Army chorus toasting "the end"

The Army Chorus of Engineers toasts the end of rivers running free


....then gets lost and needs to survey. A hermit crab plays piano while the Ghost Croc looks on.

hermit crab on piano and night heron on bass

The black crowned night heron plays bass.

Ghost Croc: “Some of these boys used to love the swamp, even knew their way around a little. But one way or another these boys dragged us all here.”

salmon collapses, engineers are lost

The Salmon is dealt a turbine, gets the bends, and collapses.

The Water Nymph wonders why there’s not a single wild card in the deck, and decides to shuffle.

tycoon tap dancing

Tycoon, tap dancing: "I'm the only one who gets to shuffle around here!
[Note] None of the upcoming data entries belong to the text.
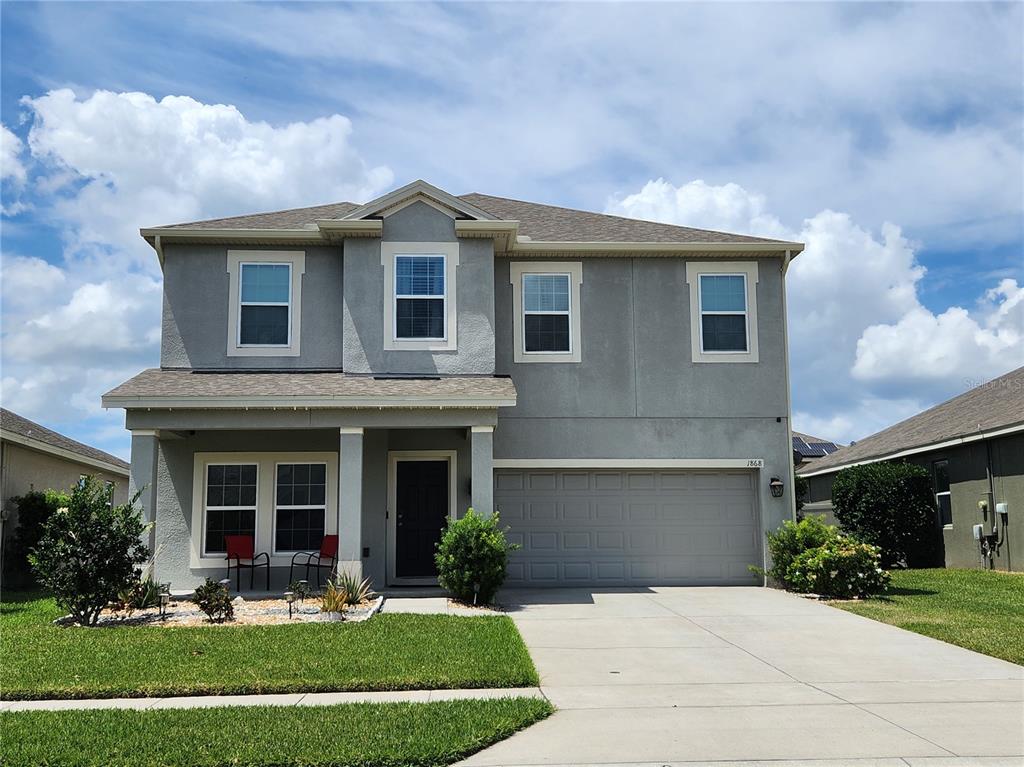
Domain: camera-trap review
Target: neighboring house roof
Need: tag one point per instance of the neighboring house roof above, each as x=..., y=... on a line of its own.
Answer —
x=812, y=448
x=982, y=412
x=182, y=388
x=20, y=430
x=537, y=221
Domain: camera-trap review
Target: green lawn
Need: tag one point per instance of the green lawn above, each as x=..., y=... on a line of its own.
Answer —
x=387, y=652
x=982, y=610
x=352, y=734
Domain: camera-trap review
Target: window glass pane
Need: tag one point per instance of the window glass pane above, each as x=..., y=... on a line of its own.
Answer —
x=227, y=522
x=266, y=283
x=299, y=529
x=724, y=332
x=264, y=325
x=722, y=293
x=546, y=292
x=546, y=332
x=420, y=317
x=419, y=275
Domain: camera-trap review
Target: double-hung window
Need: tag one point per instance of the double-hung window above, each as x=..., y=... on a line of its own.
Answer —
x=940, y=471
x=546, y=313
x=420, y=297
x=264, y=313
x=229, y=507
x=723, y=313
x=723, y=310
x=300, y=509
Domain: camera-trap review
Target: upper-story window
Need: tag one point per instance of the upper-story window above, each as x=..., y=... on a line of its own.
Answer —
x=546, y=301
x=265, y=309
x=723, y=310
x=264, y=317
x=420, y=296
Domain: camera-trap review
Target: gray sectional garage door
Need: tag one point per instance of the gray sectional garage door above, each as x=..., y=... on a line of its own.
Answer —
x=629, y=527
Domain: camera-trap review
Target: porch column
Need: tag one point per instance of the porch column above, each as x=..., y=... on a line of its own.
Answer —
x=142, y=476
x=350, y=501
x=482, y=475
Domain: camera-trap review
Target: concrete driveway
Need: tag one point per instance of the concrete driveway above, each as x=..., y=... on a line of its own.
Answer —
x=742, y=675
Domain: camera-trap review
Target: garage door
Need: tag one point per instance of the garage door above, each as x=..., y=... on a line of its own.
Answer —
x=629, y=527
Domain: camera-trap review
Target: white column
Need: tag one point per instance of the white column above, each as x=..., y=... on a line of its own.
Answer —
x=350, y=501
x=482, y=471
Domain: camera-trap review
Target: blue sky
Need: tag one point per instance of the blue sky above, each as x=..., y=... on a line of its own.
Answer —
x=887, y=136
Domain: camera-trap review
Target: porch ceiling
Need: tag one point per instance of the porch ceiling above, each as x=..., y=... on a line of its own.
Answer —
x=202, y=390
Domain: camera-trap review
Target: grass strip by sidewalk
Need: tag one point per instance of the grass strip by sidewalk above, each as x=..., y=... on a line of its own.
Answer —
x=982, y=610
x=387, y=652
x=350, y=734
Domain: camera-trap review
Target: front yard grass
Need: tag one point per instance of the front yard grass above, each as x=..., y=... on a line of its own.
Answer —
x=387, y=652
x=982, y=610
x=350, y=734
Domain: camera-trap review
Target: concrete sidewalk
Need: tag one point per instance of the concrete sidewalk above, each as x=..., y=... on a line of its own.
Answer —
x=300, y=698
x=741, y=676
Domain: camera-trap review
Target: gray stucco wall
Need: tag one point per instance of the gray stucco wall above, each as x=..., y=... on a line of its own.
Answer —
x=365, y=300
x=968, y=484
x=196, y=306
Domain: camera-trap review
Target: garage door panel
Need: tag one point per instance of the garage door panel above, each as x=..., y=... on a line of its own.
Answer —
x=623, y=527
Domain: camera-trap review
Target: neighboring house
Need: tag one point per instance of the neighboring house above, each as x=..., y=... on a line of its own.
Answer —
x=807, y=449
x=616, y=388
x=973, y=445
x=34, y=458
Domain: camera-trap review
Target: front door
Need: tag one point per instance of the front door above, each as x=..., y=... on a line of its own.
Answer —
x=421, y=511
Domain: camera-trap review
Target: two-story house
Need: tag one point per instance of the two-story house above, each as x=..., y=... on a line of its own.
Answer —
x=616, y=388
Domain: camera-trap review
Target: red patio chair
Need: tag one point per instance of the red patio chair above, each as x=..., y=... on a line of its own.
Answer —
x=240, y=548
x=323, y=560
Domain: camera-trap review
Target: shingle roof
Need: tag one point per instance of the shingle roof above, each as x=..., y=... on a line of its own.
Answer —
x=995, y=405
x=11, y=423
x=541, y=222
x=195, y=388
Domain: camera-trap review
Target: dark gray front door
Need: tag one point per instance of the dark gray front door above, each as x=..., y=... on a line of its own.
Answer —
x=421, y=510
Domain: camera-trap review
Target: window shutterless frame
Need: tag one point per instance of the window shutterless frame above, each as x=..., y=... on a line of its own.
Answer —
x=702, y=312
x=547, y=312
x=207, y=508
x=243, y=303
x=286, y=507
x=395, y=297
Back me up, will you boys?"


~ by waterunderground on October 24, 2011.

3 Responses to “What the Water Underground is becoming”

  1. Hope you take the show on the road! The rest of the world should see it.

  2. this is a fabulous site. many thanks.
    a long time ago, +30 years , an older lady in Bell, CA showed me around her garden where she was watering into a deep clay pipe with a cover. Her husband had placed several, many many feet into the ground ,and used these to water the garden infequently thru the summer. She explained they mostly caught water in winter and kept the plants growing thru most of the growing season.
    Silly me, I knew something was important about this but did not take notes photos or write down her address. She was at least 80 then.

    Any ideas? suggestions for developing something similar.

    There was no swale area, nor a trench, berm or pond of any kind.
    the ground was flat. There were no catchment drains, roof water diverters or water containers.

    • If the pipe went down into clayey soil, then the pipe probably stayed full for a while, and water seeped slowly through the pipe into the subsoil. You can do this with pipes, or, as I learned from Santa Clara pueblo sculptor Roxanne Swentzel, with narrow-necked clay pots. With the pots, in a hot, dry climate, you need to water once a week or less.